Only this complete pipeline is flagged, because only this complete pipeline is exactly equivalent to Enum.group_by/2 on every input.

Why the full pipeline is required

The bare reduce builds each value list in reverse insertion order (prepend with [elem | &1]):

Enum.reduce(["a1", "a2"], %{}, fn x, acc ->
  Map.update(acc, String.first(x), [x], &[x | &1])
end)
#=> %{"a" => ["a2", "a1"]}

whereas Enum.group_by/2 keeps insertion order (%{"a" => ["a1", "a2"]}). The trailing Map.new(fn {k, v} -> {k, Enum.reverse(v)} end) reverses each value list, making the whole expression equal to:

Enum.group_by(enum, fn x -> String.first(x) end)

A bare reduce without the reverse is therefore not flagged: it produces a different (reverse-order) result, so there is no behaviour-preserving fix.

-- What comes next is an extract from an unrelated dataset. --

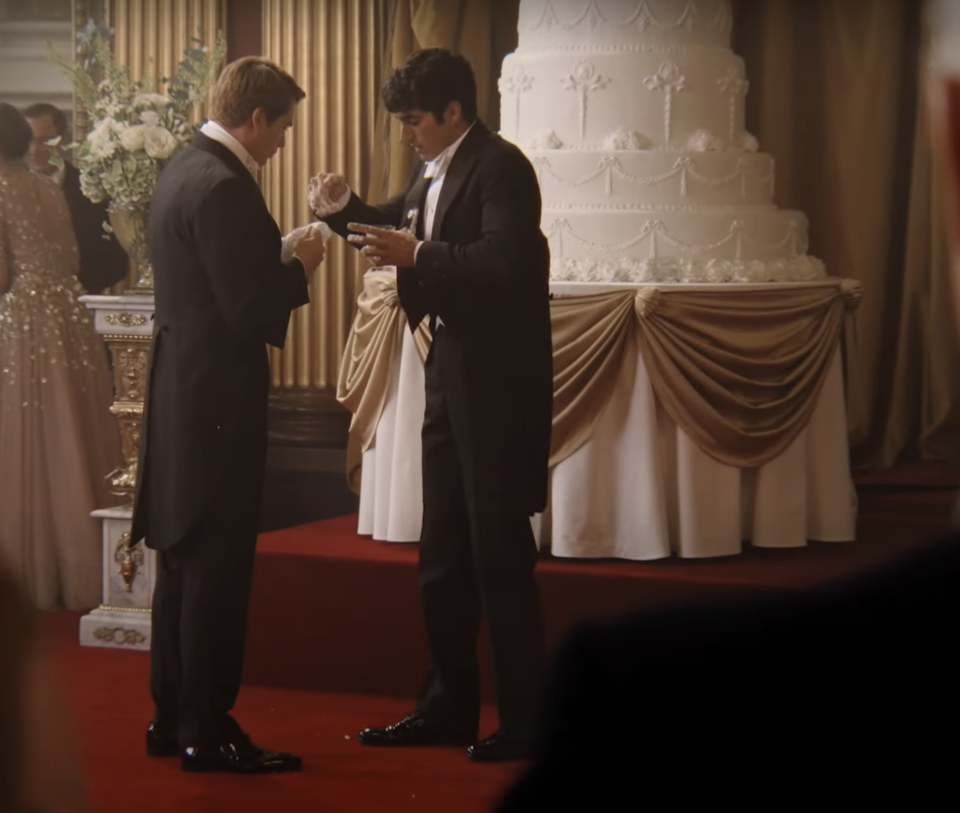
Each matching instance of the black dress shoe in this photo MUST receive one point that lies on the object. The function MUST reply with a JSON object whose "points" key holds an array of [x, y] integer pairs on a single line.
{"points": [[239, 756], [500, 747], [416, 729], [161, 742]]}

Flagged pattern (auto-fixed)

Enum.reduce(enum, %{}, fn x, acc ->
  Map.update(acc, key(x), [x], &[x | &1])
end)
|> Map.new(fn {k, v} -> {k, Enum.reverse(v)} end)

becomes

Enum.group_by(enum, fn x -> key(x) end)

The reduce may be written directly (Enum.reduce(enum, %{}, fn ...)) or piped (enum |> Enum.reduce(%{}, fn ...)). The key may be computed inline in the Map.update call, or via a single key = ... binding immediately preceding the Map.update (the only other statement in the function body).